4) The authors need to change the following sentence because it is inaccurate “ Therefore, some PRF users purchase PRF-specific glass tubes, even though conventional glass tubes are less expensive and can be obtained routinely without authorized distributors.” In fact again, conventional glass tubes are far more expensive than plastic coated tubes with silica. In the united states, these plastic tubes are about half the cost. That’s the first issue. The second issue again – a clinician CANNOT purchase plain glass tubes and utilized them for a clinical procedure. Therefore, these authors have not an idea of the seriousness of utilizing non-FDA cleared system. This reviewer is a University based professor unable to use plain glass tubes despite knowing full well they work more effectively and are safer for patients owing to the FDA restricting only FDA-cleared equipment. Therefore, this manuscript is very important because it will show the FDA and CE the importance of utilizing glass. But this reviewer worries that with the number of mistakes and lack of understanding of the regulatory situation across the world that the manuscript will not be taken seriously. Please correct.
Response: In this sentence, we intended to draw the attention of the readers toward the import of non-approved glass tubes from China, which had been produced for experimental use, in Japan. These products are actually cheaper than the approved plastic tubes, and the distributor sells them to clinicians for PRF preparation with a caution “for experimental use only.” Thus, we modified the sentence by adding “non-approved.”
As for the second issue mentioned by you, unfortunately, we only have a superficial knowledge of the situations in the United States. If you are right, which we think you are, we could understand by your explanation why the US regulatory agency prohibits the use of glass tubes in clinical settings. However, it is difficult for us to understand why some distributors keep selling glass tubes produced by Intra-Spin or PRF Process under these situations. For example, a Taiwanese trading company, Global Sources, sells glass tubes approved by CE and ISO, although we think both CE and ISO approve their standard operating procedure, but not their quality. Please see the link below.

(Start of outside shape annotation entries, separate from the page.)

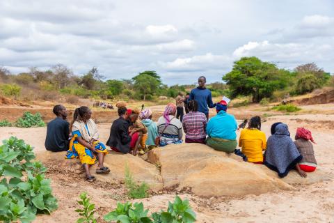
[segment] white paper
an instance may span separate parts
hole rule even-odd
[[[230,102],[231,101],[231,100],[230,98],[228,98],[227,97],[225,97],[225,96],[223,97],[223,100],[225,100],[227,104],[228,104],[228,102]]]

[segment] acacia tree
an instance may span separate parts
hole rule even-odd
[[[271,97],[275,90],[285,87],[289,74],[255,56],[242,57],[234,63],[232,70],[223,80],[229,86],[232,98],[251,95],[253,102],[259,102]]]
[[[148,95],[152,95],[160,85],[159,82],[148,74],[141,74],[136,77],[134,87],[143,100]]]

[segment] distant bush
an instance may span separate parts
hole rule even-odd
[[[40,113],[32,114],[29,112],[26,112],[22,118],[17,119],[16,126],[19,128],[42,127],[45,126],[45,123],[42,120]]]
[[[301,110],[300,107],[298,107],[294,105],[287,104],[287,105],[280,105],[274,106],[272,108],[273,110],[280,111],[280,112],[296,112]]]
[[[305,75],[298,79],[296,92],[299,94],[304,94],[312,92],[320,86],[319,80],[314,75]]]
[[[0,121],[0,127],[12,126],[12,123],[7,121],[7,119]]]
[[[0,91],[6,96],[18,96],[21,87],[16,84],[3,84],[0,86]]]
[[[267,106],[269,105],[269,100],[267,98],[262,98],[262,100],[261,100],[261,101],[260,102],[260,105],[262,105],[262,106]]]
[[[249,101],[248,100],[245,100],[241,102],[234,103],[232,107],[239,107],[243,106],[247,106],[249,105]]]

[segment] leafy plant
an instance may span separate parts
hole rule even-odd
[[[42,116],[37,112],[32,114],[29,112],[26,112],[22,118],[19,118],[16,121],[16,126],[19,128],[31,128],[45,126],[45,123],[42,119]]]
[[[148,210],[144,210],[143,203],[117,203],[117,208],[106,214],[106,222],[118,223],[192,223],[196,220],[196,214],[191,209],[187,199],[182,201],[178,196],[174,203],[168,202],[166,211],[161,210],[148,217]]]
[[[77,223],[96,223],[96,219],[94,217],[95,205],[90,202],[90,199],[87,197],[86,192],[80,194],[80,199],[78,203],[83,206],[83,209],[77,209],[75,211],[82,217],[78,219]]]
[[[7,121],[7,119],[0,121],[0,127],[12,126],[12,123]]]
[[[31,222],[36,214],[58,208],[50,180],[45,178],[47,169],[40,162],[31,162],[34,158],[33,148],[16,137],[0,146],[0,221]]]
[[[300,107],[298,107],[292,104],[276,105],[273,107],[272,109],[280,111],[280,112],[296,112],[301,110]]]
[[[129,169],[129,167],[125,167],[125,187],[127,187],[127,196],[132,199],[140,199],[148,197],[148,190],[150,187],[147,183],[143,182],[138,185],[134,180],[132,174]]]
[[[116,221],[118,223],[149,223],[152,222],[148,217],[148,210],[144,210],[143,203],[132,203],[127,202],[124,204],[117,203],[114,210],[106,214],[104,219],[107,222]]]

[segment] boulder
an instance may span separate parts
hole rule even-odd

https://m.globalsources.com/si/AS/ANJN-International/6008850741268/pdtl/Vacuum-blood-collection-tube/1132544713.htm
We agree with your idea about the necessity of glass tubes for PRF preparation. At the same time, we think we need to globally survey the situation of glass tubes for medical use by international collaboration.
5) For the following sentence: “ medical and dental clinicians in Japan have rights to choose those products on basis of their discretion in the treatment of patients [6]. This reviewer again would appreciate if the authors can think about the manuscript globally. This is important for the entire world and this statement should be modified accordingly. This reviewer recommends that the authors think much bigger. This is a very important study.
Response: We have re-written this sentence so that the readers can easily comprehend the intended meaning. Since we do not know the situation in individual countries’, we could not expand this paragraph deeply. Instead, we have proposed international collaboration to survey the current situation of the individual countries and establish universal standards for patient-oriented, but not business-centered, better PRF therapy.
6) Have the authors tested the A-PRF tubes by Process for PRF. They have so much inflammation and silica on the walls. That would be a great one to add to this study.
Response: We have sometimes used glass tubes made by Process for PRF, mainly in our pre-clinical studies. Some colleagues have used these glass tubes in clinical settings, but they have never found serious complications, like severe inflammation. Thus, unfortunately, we cannot add anything like that.